Em nota, a Polícia Militar informou que o Inquérito Policial Militar (IPM) relativo ao caso foi remetido para o Ministério Público da Auditoria Militar e que todos os policiais militares envolvidos na ação continuam afastados do serviço nas ruas. Jaqueline também criticou a atuação do MPRJ no caso e disse que ações só foram tomadas após uma manifestação de amigos e familiares na frente do órgão, na última quinta-feira (9), quando o crime completou seis meses e ainda não tinha respostas.
"Curiosamente, tudo o que a gente vem falando, depois de um ato na porta do Ministério Público, na segunda-feira já teve resposta. Então, eles já tinham todas essas provas, porque de quinta para sexta, eles não iam resolver um caso. Eles já tinham isso em mãos. O Estado não fez nada. Tudo quem fez foi família, amigos, testemunhas anônimas. O Estado não fez nada, só assassinou a minha filha", desabafou ela.
Kathlen Oliveira Romeu estava no Complexo do Lins para visitar parentes, quando foi atingida, segundo a Polícia Militar, durante um confronto entre os policiais e traficantes. A jovem chegou a ser socorrida para o Hospital Municipal Salgado Filho, no Méier, mas não resistiu.
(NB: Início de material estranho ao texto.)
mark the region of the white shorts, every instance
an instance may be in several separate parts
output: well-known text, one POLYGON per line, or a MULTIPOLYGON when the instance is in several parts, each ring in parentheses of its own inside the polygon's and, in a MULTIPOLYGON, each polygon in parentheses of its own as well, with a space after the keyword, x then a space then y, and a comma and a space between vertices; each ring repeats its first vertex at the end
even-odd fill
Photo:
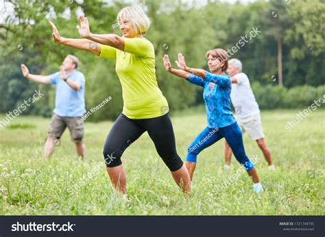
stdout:
POLYGON ((234 117, 241 131, 246 132, 251 139, 257 140, 264 137, 261 113, 245 118, 240 118, 238 115, 234 117))

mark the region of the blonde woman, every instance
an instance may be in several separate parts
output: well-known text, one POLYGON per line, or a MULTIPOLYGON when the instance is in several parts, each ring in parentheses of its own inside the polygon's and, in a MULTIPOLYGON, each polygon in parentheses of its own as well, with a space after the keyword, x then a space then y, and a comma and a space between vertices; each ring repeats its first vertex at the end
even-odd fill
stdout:
POLYGON ((52 36, 57 43, 116 60, 124 105, 107 136, 103 152, 113 186, 126 193, 126 175, 121 157, 132 142, 147 132, 175 182, 183 192, 189 193, 191 180, 177 154, 168 103, 157 83, 154 46, 144 38, 150 25, 149 18, 137 7, 123 8, 117 16, 123 37, 92 33, 87 18, 80 16, 79 20, 77 29, 84 39, 61 37, 50 22, 52 36))

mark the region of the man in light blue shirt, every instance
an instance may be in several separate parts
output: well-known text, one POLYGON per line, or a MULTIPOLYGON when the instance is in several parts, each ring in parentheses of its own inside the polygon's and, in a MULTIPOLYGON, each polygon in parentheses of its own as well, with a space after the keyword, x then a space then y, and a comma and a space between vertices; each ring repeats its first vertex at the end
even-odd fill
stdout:
POLYGON ((56 108, 44 148, 45 158, 49 158, 55 146, 60 145, 60 138, 67 127, 70 130, 71 141, 75 143, 78 156, 82 158, 84 157, 84 126, 81 117, 86 113, 85 79, 84 74, 76 70, 78 65, 78 59, 69 55, 60 67, 60 72, 48 76, 32 74, 24 64, 21 65, 23 74, 28 80, 56 85, 56 108))

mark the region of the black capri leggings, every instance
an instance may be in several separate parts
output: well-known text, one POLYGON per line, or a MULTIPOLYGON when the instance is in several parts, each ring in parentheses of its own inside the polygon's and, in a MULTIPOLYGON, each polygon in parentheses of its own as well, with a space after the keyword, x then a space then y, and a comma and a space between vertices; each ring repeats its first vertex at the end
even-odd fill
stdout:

O bebê de quatro meses que ela esperava também morreu. Na ocasião, o porta-voz da PM, major Ivan Blaz, disse que PMs foram atacados e não foram os responsáveis pelos disparos que mataram a vítima.
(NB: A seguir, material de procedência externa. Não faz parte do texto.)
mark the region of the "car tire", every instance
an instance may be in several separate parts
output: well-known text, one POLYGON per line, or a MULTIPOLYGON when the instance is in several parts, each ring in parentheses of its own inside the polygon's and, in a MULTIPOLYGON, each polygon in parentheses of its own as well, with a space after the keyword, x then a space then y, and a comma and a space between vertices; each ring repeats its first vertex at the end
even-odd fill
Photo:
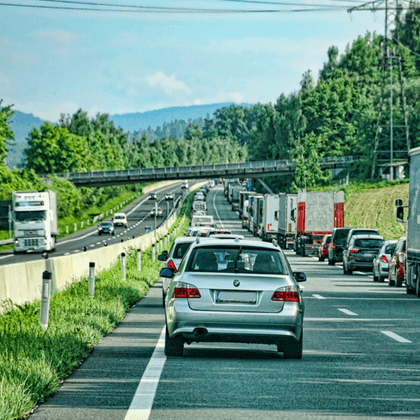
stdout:
MULTIPOLYGON (((279 350, 279 346, 277 346, 279 350)), ((299 341, 291 340, 283 344, 282 346, 283 357, 285 359, 302 359, 303 353, 303 330, 300 333, 299 341)))
POLYGON ((166 327, 165 334, 165 355, 179 357, 184 351, 184 339, 180 335, 169 337, 168 327, 166 327))
POLYGON ((407 295, 414 295, 414 293, 416 293, 416 291, 410 286, 408 286, 408 284, 405 285, 405 292, 407 293, 407 295))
No entanto, os moradores da comunidade Barro Vermelho reafirmam que o tiro de fuzil que matou Kathlen partiu dos militares. Eles usam o termo "cavalo de tróia" para explicar a ação dos policiais. Segundo relatos, os PMs passaram toda a manhã escondidos em uma casa, esperando os criminosos aparecerem. Quando surgiram, eles atiraram de dentro do imóvel, mas acabaram atingindo a jovem. Uma moradora chegou a dizer que não houve confronto e que apenas dois tiros foram disparados.
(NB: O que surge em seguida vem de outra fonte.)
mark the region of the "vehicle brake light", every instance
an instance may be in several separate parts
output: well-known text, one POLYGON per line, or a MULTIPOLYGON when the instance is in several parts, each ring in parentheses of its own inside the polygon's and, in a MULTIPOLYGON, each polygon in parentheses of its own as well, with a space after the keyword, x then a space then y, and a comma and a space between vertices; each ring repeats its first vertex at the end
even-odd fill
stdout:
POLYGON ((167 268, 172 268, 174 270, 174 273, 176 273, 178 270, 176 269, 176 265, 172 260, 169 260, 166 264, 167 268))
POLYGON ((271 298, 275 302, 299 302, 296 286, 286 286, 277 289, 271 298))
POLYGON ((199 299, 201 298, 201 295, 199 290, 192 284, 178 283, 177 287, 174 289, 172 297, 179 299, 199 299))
"Não há o que se comemorar. Existe uma vitória, mas a justiça nunca vai ser feita. Não há justiça, há uma satisfação para a sociedade, para a família, para os amigos, porque eu não perdi sozinha. A gente perde como cidadã de bem, pagadora de impostos, cumpridora dos deveres. Mas, é só um direito nosso, uma justiça à memória da minha filha e para quem ficou. Isso é só uma vitória do nosso esforço, mas a justiça nunca vai ser feita, esse rombo que está no meu peito, ninguém vai tirar. Justiça nenhuma vai devolver a minha filha. Ela não volta", lamentou a mãe de Kathlen.